Brussels – where decisions are made affecting day-to-day life in Ireland

With over 60% of Irish laws originating in Brussels, I joined a delegation of Irish journalists in Brussels to learn the thoughts of our newly elected Irish MEPs in Brussels.

Representing over 375 million voters, there are over 750 elected MEPs from all over Europe working within the EU Parliament. It might appear from the outside that the chances of getting anything done are next to near impossible in a body of that size. However, the real engine of the European Parliament lies within the 20 policy committees associated with the European Parliament.

Newly-elected Deirdre Clune, Fine Gael explained: “Committees are all important here, and all the work is done in committees.”

Key committees of interested to Irish farmers include:

  • Committee on Agriculture and Rural Development, which holds responsibility for the operation and development of the Common Agricultural Policy (CAP). Irish members of this committee include, Matt Carty, Sinn Fein, Luke ‘Ming’ Flanagan, Independent, and Mairead McGuinness, Fine Gael; and,
  • Committee on Environment, Public Health, and Food Safety, which holds responsibility for environmental policy, programmes in the field of public health, and food safety, including food labelling, veterinary legislation, and the European Food Safety Authority. The Irish MEPs involved in this committee are Nessa Childers, Independent, Lynn Boylan, Sinn Fein, Luke ‘Ming’ Flanagan, Independent, and Mairead McGuinness, Fine Gael.

However, the involvement of MEPs in rural matters outside of these select committees is also evident.
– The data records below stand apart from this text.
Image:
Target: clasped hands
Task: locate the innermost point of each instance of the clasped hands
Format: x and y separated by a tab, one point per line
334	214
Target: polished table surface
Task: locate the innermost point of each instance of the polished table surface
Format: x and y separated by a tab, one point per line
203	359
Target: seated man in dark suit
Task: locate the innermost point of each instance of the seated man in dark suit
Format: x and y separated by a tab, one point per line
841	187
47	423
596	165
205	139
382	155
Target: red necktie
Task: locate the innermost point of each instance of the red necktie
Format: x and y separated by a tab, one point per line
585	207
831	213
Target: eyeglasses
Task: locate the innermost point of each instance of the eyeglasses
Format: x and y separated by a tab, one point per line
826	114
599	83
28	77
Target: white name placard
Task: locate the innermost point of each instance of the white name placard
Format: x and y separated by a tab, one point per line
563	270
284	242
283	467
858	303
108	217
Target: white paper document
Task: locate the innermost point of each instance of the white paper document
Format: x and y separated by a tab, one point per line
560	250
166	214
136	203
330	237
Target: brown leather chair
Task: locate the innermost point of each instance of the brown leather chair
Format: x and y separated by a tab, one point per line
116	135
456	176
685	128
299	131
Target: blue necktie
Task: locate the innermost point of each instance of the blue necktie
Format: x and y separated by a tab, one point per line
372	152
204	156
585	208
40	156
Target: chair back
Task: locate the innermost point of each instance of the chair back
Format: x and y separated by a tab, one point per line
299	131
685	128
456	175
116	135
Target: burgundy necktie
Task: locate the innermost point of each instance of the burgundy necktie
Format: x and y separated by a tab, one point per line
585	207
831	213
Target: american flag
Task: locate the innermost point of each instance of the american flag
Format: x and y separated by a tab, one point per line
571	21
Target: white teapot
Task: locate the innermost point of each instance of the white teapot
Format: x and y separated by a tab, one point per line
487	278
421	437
For example, Marian Harkin is very much involved with constituent concerns relating to the building of 180 meter tall wind turbines across the midlands. Marian is campaigning for greater set-back distances of these structures from residential dwellings. She also highlighted the fact that wind-turbines constructed in Ireland are regulated with an acceptable noise level of 45 decibels, whereas limits of less than 35 decibels are the norm in Denmark, Germany, USA and Canada. From a noise perspective this is a significant difference.

Likewise, as a member of the Transport and Tourism, Deirdre Clune is focused on securing funding for port infrastructure vital to the service of our export oriented industries.

It is evident from meeting with our European representatives that they do, (for the most part), communicate and collaborate with fellow Irish MEP’s to build consensus on key initiatives for the benefit of the Irish electorate. That said, differences of opinion exist, the LEADER programme being a good example.

Fine Gael highlights the benefits of rolling LEADER into broader countywide structures that also incorporate local enterprise boards and Enterprise Ireland expertise. It is felt that this reorganisation of LEADER funding will also bring greater transparency to include;

  • An open and fair tendering process, ensuring greater competition and value; and,
  • Places oversight of the program in the hands of elected officials, thereby giving citizens a greater say in how the programme is managed.

The Sinn Fein representatives in Europe have reservations about this approach. They raise concerns that LEADER has become too bureaucratic, and fears that under the auspices of county councils funding allocation will come under the control of county managers. Luke ‘Ming’ Flanagan was even more vocal in his concerns stating that unelected county executives will really decide how monies are spent, and worries that as a consequence funding may be used to “cover up holes and balance the books”. Ming states that he is evangelical in his passion to have such funding decisions placed in the hands of local communities.